Surveys about client-agency relationships are a dime a dozen and tell you what you already know. To wit,
clients are unhappy with their firm’s strategy, creativity, execution and responsiveness. Probe a little deeper and you’ll find concern about agencies simply not understanding the business of their client’s business.
So, as I reviewed yet another one of these surveys from a Cincinnati-based group called Reardon Smith Whittaker, I was taken aback by one ‘new’ finding: forty percent of client respondents said they ‘look forward to’ or find it exciting’ to search for a new agency. Can you believe that? Do they have no idea how tortuous new business pitches are for agencies? These respondents would be right at home in Gitmo or most any concentration camp of the 20th century.
‘…Enjoying and looking forward to…’ agency reviews is a clueless remark for many reasons, including:
– The inordinate amount of time and resources an agency has to devote to a new business pitch
– The business disruption caused by agency searches to both client and agency organizations
– The fact that an agency search means the prior firm, and the client conducting the search, failed to achieve the business communications goals.
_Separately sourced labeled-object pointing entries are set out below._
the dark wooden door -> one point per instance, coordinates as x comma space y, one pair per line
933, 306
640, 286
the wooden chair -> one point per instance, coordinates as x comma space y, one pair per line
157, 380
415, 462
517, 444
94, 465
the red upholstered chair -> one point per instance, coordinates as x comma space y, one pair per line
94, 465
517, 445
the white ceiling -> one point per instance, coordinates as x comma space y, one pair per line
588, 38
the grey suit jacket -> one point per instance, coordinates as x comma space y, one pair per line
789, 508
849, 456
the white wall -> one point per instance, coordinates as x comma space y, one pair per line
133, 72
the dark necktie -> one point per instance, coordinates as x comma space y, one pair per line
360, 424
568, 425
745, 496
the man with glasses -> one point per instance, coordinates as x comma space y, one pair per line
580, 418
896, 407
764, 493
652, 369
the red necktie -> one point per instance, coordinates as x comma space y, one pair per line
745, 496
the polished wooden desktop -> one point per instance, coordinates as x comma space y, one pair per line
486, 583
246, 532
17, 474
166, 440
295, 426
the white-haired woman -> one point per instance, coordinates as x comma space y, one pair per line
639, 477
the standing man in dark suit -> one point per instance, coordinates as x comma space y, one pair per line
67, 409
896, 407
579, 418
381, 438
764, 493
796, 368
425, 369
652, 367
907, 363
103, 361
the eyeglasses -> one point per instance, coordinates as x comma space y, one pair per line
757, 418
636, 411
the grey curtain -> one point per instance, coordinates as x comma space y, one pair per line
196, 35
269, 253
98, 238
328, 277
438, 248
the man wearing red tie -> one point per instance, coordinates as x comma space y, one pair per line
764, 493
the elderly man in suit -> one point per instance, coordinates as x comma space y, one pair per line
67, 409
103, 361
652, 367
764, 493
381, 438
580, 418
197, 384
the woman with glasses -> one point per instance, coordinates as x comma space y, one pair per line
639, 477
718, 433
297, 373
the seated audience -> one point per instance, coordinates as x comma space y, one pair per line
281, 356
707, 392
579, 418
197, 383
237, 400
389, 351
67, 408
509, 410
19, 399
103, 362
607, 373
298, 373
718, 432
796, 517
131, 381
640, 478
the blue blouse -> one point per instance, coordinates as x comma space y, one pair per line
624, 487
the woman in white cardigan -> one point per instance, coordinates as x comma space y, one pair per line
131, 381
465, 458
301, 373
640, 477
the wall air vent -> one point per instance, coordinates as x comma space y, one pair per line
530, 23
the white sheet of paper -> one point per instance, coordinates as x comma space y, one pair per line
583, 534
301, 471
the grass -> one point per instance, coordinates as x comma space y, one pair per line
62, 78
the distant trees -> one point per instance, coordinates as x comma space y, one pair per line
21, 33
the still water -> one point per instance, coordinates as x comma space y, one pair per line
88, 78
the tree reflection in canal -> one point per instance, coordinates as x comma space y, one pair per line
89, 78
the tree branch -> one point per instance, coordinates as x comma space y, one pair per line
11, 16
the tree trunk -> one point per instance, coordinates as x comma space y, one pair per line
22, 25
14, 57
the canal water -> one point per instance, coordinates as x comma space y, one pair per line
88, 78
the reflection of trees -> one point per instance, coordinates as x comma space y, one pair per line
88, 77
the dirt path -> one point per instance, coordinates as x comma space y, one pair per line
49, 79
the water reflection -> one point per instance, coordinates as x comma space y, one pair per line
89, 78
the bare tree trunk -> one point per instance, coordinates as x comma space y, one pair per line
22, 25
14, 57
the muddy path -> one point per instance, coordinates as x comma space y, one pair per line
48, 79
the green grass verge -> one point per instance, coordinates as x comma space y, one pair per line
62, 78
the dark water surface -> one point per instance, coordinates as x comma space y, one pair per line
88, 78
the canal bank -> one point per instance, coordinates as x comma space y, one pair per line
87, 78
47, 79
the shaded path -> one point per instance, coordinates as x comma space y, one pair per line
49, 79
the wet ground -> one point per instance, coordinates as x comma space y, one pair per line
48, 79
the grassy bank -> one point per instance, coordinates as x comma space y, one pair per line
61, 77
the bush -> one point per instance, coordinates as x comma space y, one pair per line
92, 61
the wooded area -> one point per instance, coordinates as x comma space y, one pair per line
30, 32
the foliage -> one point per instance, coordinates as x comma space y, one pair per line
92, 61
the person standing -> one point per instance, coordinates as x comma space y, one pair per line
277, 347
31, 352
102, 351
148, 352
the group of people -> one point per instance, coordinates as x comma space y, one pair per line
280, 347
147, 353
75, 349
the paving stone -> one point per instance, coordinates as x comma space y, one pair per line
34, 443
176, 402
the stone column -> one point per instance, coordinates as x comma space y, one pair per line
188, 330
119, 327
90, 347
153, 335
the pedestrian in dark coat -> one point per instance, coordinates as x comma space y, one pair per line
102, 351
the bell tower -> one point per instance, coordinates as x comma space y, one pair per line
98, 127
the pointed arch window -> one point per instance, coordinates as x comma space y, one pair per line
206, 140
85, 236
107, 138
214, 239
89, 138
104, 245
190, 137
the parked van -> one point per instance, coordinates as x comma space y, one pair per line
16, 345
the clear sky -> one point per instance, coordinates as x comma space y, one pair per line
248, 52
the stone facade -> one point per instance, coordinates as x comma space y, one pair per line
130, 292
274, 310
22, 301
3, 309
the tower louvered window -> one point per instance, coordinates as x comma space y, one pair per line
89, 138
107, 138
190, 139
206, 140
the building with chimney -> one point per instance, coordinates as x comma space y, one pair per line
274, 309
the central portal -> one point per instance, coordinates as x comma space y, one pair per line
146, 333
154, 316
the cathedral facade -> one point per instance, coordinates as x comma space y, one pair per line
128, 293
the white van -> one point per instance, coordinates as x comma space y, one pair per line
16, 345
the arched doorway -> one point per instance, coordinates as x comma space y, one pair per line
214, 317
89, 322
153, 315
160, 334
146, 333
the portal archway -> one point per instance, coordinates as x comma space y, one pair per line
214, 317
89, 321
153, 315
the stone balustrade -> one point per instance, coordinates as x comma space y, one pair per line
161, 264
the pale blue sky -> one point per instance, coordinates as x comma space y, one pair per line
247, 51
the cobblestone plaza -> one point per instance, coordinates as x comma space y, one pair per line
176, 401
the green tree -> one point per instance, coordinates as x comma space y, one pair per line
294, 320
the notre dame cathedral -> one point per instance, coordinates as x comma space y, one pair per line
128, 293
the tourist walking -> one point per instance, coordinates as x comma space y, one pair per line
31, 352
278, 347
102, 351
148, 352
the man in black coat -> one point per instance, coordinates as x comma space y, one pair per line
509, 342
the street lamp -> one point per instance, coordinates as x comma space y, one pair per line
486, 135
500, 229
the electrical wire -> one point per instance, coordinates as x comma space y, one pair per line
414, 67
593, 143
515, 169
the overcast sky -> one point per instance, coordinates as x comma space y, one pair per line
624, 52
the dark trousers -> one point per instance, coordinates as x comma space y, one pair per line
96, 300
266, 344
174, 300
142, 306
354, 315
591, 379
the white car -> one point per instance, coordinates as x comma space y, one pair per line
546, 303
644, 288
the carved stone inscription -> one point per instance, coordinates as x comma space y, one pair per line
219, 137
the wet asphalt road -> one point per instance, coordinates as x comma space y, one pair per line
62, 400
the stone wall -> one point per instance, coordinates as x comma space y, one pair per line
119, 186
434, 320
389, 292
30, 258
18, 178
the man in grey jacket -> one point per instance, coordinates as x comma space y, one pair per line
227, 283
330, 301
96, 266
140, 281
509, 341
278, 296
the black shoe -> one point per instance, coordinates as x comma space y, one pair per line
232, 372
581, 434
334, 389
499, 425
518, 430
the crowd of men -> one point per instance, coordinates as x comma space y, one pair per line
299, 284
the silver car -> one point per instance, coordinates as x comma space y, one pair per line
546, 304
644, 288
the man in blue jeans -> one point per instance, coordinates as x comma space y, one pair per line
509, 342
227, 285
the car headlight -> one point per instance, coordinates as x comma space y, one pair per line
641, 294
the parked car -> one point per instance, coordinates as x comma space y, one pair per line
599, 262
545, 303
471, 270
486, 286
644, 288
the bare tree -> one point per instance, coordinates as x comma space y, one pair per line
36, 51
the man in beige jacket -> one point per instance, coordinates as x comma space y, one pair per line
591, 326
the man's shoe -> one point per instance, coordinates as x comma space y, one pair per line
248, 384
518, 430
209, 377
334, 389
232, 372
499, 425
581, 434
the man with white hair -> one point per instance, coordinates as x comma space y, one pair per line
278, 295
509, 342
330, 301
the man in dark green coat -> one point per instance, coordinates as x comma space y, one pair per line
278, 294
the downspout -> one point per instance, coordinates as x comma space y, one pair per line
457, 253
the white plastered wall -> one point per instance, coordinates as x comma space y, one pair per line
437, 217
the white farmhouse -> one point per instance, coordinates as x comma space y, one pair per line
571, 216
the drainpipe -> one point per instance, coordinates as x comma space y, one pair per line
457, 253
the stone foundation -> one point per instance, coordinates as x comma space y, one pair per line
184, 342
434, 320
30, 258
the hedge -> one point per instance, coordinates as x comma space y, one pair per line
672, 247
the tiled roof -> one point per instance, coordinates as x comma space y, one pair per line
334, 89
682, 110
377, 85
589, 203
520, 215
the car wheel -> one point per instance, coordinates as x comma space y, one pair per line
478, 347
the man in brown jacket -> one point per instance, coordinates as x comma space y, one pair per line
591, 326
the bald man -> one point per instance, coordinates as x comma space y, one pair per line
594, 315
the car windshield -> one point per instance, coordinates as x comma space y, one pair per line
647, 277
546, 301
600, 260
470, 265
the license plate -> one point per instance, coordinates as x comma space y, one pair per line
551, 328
For me, this last point is what rankles most. Enlightened corporate communications departments realize that success (and failure) should be shared. Sadly, there are still too many client-side personnel who will claim credit for success, but point the finger at the agency when things go south.
Obviously, there are some bad firms, but most provide a similar level of service. So, what’s the real issue? Usually, it comes down to staff turnover on the agency side (a big agency problem) and a corporate communications department that is either too far removed from the organization’s strategic decision making to connect it to PR, or simply too lazy to do much more than enact a purely tactical, media-by-the-pound campaign. Either way, senior management gets antsy at some point and demands a new PR firm. And, the communications department readily accedes because, ‘hey, it’s fun and exciting’ to do an agency search.’
Don’t get me wrong. Agency searches are critical when a client is looking to re-position itself, take the business in a new, more strategic direction or, if the PR firm really has failed to live up to its end of the bargain. Sadly though, most are fishing expeditions that may be fun for the ‘angler,’ but pure torture for us ‘fish.’